Por: Lenin Santos, corresponsal de Antorcha.
El reciente anuncio de la incautación de cerca de media tonelada de cocaína y marihuana en la vía San Faustino, zona rural de Cúcuta, volvió a colocar a Norte de Santander en una guerra de propaganda. Las autoridades atribuyeron el cargamento y un supuesto laboratorio a nuestro Ejército de Liberación Nacional (ELN), presentándolo como un golpe contundente contra las finanzas de la guerrilla. Sin embargo, más allá del sensacionalismo de las cifras y las imágenes oficiales, el caso reabre preguntas de fondo sobre cómo se construyen estos señalamientos vacíos, qué pruebas se hacen públicas y qué intereses políticos se juegan en un territorio atravesado por economías ilegales, disputa armada y una histórica fragilidad institucional.
Según los supuestos reportes oficiales, el operativo permitió ubicar estupefacientes, insumos químicos y estructuras artesanales que, de acuerdo con la versión estatal, servil a la oligarquía, harían parte de una cadena de producción vinculada al ELN. Sin embargo, el relato no menciona los otros grupo que, amparados por el mismo ejercito gubernamental, convergen en el territorio, es decir paradisidencias, bandas locales, redes transnacionales y estructuras que mutan con rapidez.
Analistas de seguridad y organizaciones de derechos humanos han advertido que en regiones como el área metropolitana de Cúcuta y municipios cercanos como San Cayetano operan, desde hace tiempo, redes criminales con distintos niveles de protección institucional y corrupción. En el pasado se han desmantelado laboratorios y bodegas sin que quede claro quién ejercía control sobre ellos, o mejor dicho, encubriendo la verdad de que estos dependen en su mayoría de grupos paramilitares junto con la Sinjin. Por eso, cuando se adjudica de inmediato una instalación de estas a la guerrilla, la propaganda y la desinformación priman, vale preguntarse ¿qué evidencia técnica, judicial o de inteligencia se puede conocer tanto del hecho como de la supuesta relación de esto con la insurgencia?
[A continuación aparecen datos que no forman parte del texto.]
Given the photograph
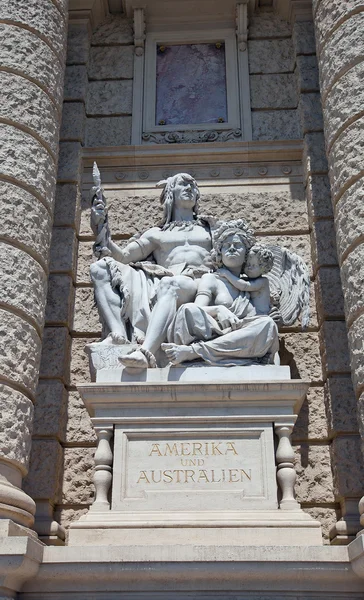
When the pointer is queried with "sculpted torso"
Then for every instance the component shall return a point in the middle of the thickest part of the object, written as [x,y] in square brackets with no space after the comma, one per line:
[176,246]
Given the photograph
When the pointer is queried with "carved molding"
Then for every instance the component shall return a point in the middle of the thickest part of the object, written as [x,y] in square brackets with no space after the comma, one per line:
[194,137]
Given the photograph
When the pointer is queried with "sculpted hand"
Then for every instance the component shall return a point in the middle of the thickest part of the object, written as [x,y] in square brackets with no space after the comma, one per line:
[98,210]
[226,318]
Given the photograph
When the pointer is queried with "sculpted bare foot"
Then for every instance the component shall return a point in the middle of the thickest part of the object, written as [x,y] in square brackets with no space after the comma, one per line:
[178,354]
[113,339]
[139,359]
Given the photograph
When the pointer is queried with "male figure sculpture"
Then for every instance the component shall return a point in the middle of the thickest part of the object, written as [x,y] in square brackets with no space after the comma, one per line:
[124,294]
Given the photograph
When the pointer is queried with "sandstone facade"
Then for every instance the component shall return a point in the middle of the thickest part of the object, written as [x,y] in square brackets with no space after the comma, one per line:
[305,79]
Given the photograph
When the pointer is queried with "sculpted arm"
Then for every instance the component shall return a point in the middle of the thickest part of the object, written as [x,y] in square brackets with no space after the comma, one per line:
[137,249]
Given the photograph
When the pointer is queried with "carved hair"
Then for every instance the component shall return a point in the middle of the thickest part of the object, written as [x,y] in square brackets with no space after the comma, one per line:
[264,255]
[167,196]
[238,227]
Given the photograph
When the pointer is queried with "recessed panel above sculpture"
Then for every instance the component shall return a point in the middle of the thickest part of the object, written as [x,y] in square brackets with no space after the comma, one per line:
[191,84]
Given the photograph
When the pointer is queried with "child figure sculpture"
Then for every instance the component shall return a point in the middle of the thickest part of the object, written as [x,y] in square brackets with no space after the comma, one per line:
[259,262]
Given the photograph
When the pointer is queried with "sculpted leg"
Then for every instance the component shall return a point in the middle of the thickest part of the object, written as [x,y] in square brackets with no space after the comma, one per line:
[172,293]
[177,354]
[108,303]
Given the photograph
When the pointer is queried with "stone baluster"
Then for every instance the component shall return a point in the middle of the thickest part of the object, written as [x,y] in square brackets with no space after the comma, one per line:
[340,45]
[286,474]
[32,63]
[103,468]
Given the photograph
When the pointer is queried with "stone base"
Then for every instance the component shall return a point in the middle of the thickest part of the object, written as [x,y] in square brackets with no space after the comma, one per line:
[191,572]
[255,528]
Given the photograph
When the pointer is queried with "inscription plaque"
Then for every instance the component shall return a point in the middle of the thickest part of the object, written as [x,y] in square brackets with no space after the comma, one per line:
[214,471]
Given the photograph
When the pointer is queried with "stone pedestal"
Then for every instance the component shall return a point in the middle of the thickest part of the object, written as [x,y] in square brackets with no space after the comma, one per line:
[195,459]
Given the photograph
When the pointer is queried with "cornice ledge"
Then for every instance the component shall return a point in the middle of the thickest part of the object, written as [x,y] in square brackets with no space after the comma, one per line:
[293,10]
[94,12]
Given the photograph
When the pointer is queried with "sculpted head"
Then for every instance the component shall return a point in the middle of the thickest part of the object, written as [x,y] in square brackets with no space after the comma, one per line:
[180,190]
[231,243]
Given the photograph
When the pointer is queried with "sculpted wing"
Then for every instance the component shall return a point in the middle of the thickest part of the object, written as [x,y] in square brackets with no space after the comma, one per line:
[290,282]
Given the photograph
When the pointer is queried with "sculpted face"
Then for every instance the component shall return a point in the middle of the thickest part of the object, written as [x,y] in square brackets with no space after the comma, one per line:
[185,193]
[233,251]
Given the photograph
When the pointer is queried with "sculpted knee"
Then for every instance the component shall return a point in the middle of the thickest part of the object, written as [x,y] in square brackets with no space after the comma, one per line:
[98,270]
[167,286]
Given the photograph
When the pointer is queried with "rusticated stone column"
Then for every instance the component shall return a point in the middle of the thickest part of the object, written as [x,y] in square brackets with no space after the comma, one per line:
[32,39]
[340,49]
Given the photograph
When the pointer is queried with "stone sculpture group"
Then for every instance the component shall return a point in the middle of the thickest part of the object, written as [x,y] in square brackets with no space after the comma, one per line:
[193,288]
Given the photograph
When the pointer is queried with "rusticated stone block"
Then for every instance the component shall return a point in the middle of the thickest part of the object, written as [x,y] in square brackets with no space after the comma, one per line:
[348,466]
[63,251]
[79,426]
[115,30]
[346,157]
[344,101]
[75,83]
[314,476]
[341,50]
[301,352]
[349,217]
[334,345]
[55,353]
[314,154]
[86,318]
[24,219]
[73,122]
[85,258]
[356,346]
[25,159]
[352,273]
[23,283]
[310,110]
[109,98]
[328,15]
[69,162]
[307,74]
[300,244]
[78,469]
[340,405]
[60,300]
[30,106]
[326,516]
[80,371]
[311,422]
[280,52]
[108,131]
[20,351]
[44,18]
[324,247]
[268,25]
[33,57]
[113,62]
[67,208]
[273,91]
[330,300]
[269,211]
[276,125]
[45,470]
[50,410]
[16,427]
[319,196]
[78,43]
[303,36]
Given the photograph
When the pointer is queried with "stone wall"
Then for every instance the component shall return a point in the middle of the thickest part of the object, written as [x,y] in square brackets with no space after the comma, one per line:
[97,112]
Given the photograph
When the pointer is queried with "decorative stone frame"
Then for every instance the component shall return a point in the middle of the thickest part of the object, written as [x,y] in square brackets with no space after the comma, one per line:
[150,84]
[238,126]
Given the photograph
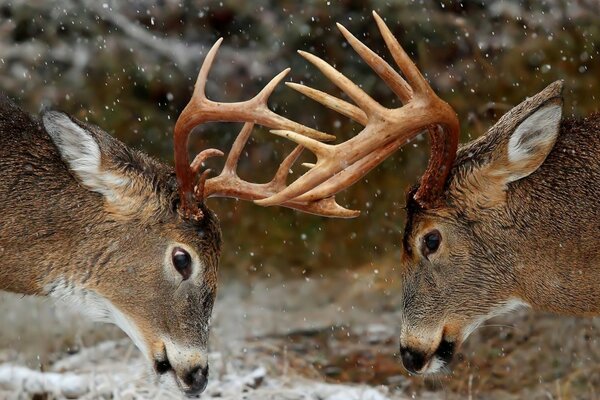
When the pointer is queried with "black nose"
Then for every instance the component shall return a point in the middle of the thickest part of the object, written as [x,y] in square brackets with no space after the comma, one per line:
[196,380]
[413,360]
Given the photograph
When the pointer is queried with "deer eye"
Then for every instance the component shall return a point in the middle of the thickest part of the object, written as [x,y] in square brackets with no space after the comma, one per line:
[431,242]
[182,261]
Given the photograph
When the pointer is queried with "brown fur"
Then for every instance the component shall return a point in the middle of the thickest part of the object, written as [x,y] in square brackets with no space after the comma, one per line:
[532,240]
[55,231]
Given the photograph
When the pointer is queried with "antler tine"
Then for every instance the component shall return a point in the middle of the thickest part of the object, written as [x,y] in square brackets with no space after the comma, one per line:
[200,109]
[337,166]
[229,184]
[362,99]
[379,65]
[280,177]
[237,148]
[331,102]
[342,165]
[412,73]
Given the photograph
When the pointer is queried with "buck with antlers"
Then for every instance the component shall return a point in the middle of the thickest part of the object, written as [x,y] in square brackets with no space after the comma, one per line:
[129,240]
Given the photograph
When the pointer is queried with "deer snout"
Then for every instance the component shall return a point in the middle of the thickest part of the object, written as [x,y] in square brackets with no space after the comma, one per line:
[413,360]
[426,354]
[195,380]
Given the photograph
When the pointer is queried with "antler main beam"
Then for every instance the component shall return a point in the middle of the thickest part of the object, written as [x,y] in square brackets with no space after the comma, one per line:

El ELN, por su parte, ha sostenido en distintos momentos que como organización revolucionaria, tiene una política de deslinde categórico con el narcotráfico y que su relación con estas economías es nula. Sin embargo, el Estado oligarca, insiste en la etiqueta de “narcoguerrilla”, para desligitimar la lucha insurgente y popular, lo que simplifica realidades complejas y puede servir para ampliar la estigmatización sobre territorios y comunidades.
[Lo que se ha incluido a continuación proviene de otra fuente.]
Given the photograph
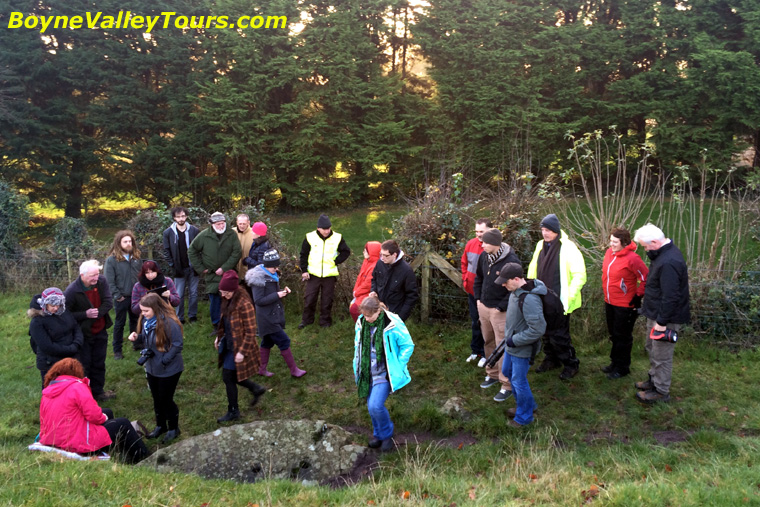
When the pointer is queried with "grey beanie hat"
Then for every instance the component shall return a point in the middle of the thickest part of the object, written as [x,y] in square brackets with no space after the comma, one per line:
[324,222]
[492,237]
[551,222]
[217,217]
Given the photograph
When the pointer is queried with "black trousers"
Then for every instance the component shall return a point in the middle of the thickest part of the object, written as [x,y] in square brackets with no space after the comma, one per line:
[93,358]
[620,322]
[314,285]
[162,389]
[123,312]
[558,346]
[124,439]
[229,377]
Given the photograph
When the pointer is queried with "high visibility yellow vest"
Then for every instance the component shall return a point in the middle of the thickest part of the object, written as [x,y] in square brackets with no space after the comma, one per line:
[322,254]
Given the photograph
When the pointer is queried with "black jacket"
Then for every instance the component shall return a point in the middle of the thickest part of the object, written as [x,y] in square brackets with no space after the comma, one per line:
[77,303]
[396,286]
[270,314]
[55,336]
[666,296]
[485,289]
[171,249]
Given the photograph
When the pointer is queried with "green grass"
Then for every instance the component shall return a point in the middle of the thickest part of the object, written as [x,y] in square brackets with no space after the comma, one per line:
[591,438]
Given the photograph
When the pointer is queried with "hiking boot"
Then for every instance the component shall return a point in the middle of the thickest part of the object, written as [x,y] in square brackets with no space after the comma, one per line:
[387,445]
[502,395]
[231,415]
[653,396]
[646,385]
[568,373]
[546,365]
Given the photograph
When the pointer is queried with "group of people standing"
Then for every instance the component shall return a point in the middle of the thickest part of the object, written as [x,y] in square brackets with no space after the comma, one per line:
[533,312]
[240,268]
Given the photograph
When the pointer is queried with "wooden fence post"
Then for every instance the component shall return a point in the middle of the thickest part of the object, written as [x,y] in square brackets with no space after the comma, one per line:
[68,263]
[426,285]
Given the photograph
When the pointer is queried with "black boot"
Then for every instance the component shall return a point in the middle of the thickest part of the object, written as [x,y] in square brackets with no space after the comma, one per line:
[232,414]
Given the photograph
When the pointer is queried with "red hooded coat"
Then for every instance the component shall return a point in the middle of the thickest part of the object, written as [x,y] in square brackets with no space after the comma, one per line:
[70,418]
[363,285]
[620,273]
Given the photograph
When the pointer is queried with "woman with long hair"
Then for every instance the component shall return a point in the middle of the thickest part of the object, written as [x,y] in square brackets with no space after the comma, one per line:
[363,285]
[161,332]
[382,348]
[55,333]
[236,343]
[624,277]
[71,420]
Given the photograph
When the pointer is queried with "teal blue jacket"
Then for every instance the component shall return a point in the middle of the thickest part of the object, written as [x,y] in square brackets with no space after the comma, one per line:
[398,349]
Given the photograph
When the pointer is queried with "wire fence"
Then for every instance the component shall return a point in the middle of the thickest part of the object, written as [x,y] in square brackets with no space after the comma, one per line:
[725,305]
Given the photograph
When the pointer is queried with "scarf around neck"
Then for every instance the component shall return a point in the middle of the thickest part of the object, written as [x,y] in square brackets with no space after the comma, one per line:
[365,369]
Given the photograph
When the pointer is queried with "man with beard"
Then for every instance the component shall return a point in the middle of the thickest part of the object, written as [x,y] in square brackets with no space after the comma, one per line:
[214,251]
[122,267]
[177,239]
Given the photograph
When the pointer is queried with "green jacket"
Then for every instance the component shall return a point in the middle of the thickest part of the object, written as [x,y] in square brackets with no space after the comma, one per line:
[572,272]
[210,251]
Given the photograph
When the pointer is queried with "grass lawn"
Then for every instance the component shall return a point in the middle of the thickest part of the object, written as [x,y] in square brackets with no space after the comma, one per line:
[591,443]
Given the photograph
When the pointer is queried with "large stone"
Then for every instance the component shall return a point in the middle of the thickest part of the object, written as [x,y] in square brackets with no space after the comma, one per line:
[302,450]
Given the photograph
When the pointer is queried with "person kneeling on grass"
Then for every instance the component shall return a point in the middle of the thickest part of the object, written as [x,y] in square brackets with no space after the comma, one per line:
[236,343]
[71,420]
[270,314]
[525,327]
[382,348]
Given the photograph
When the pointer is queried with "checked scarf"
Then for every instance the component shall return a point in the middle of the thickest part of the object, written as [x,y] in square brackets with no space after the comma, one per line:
[365,369]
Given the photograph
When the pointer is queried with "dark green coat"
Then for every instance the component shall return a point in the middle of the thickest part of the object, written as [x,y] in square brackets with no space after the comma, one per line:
[210,251]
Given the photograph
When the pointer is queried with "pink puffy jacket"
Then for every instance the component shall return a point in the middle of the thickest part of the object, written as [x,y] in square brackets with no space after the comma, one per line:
[70,418]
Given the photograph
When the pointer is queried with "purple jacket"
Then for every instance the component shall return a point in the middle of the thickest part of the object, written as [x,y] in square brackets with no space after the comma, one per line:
[139,290]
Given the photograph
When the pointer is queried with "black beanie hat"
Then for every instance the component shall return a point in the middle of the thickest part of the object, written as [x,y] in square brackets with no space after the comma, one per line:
[551,222]
[324,222]
[492,237]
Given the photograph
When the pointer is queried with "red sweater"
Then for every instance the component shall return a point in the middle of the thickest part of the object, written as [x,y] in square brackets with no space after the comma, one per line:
[621,272]
[472,251]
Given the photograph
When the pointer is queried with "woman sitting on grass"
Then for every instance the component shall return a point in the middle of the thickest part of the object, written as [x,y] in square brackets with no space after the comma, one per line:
[382,348]
[161,333]
[71,420]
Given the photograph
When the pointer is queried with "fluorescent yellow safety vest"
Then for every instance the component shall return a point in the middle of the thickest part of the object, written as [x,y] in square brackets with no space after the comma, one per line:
[322,254]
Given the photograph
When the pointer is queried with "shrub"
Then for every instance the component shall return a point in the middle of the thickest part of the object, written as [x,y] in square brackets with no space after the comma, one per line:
[14,217]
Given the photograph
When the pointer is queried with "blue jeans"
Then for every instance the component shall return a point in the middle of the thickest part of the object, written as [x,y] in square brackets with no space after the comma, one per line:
[215,307]
[516,369]
[382,426]
[189,280]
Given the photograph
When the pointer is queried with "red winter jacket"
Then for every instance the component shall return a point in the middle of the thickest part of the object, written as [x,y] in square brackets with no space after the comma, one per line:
[620,273]
[469,261]
[70,418]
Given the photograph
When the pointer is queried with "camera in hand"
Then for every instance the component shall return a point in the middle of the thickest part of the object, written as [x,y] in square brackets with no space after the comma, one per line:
[145,354]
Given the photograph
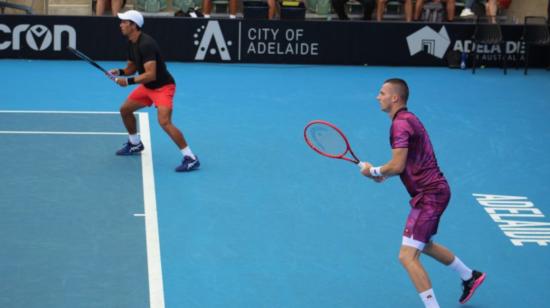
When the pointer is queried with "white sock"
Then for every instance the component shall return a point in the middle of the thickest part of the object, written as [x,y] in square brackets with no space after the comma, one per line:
[428,297]
[134,139]
[187,152]
[462,270]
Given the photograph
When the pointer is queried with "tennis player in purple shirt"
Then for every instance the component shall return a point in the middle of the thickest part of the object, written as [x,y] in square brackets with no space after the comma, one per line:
[413,159]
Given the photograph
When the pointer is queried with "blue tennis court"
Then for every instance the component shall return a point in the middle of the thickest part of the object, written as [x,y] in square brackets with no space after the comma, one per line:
[266,222]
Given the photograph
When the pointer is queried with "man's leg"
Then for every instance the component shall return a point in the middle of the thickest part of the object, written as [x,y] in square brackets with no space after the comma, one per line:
[164,116]
[408,10]
[127,113]
[233,7]
[190,161]
[206,8]
[471,279]
[134,144]
[439,253]
[409,257]
[380,8]
[451,7]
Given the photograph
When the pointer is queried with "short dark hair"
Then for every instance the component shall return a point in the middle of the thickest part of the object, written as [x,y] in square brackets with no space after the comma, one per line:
[400,86]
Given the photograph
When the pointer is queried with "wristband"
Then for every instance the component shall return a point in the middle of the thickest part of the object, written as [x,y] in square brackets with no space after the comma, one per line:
[375,171]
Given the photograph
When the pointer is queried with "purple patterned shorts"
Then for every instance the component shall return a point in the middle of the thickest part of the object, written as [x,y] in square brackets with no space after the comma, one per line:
[423,218]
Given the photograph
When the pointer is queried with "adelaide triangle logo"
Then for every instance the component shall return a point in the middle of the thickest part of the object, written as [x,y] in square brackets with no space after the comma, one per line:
[211,31]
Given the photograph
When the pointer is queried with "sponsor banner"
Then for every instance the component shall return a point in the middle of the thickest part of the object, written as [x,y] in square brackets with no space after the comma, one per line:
[257,41]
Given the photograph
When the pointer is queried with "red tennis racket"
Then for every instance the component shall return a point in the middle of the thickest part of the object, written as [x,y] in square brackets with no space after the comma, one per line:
[328,140]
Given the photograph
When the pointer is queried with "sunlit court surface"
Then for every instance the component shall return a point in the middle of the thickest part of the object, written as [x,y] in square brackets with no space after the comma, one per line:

Este episodio de San Faustino muestra la necesidad de un periodismo que combine vigilancia al poder, rigor con las fuentes y sensibilidad frente a las poblaciones que viven en medio de estas dinámicas. Exigir pruebas, contexto y transparencia es un derecho, pues el pueblo merece la verdad y no propaganda de las fuerzas gubernamentales. Solo así será posible escapar de narrativas automáticas, prejuiciosas y mal intencionadas, lo que permitiría acercarse a diagnósticos más honestos sobre responsabilidades, omisiones estatales y poderes criminales locales persistentes.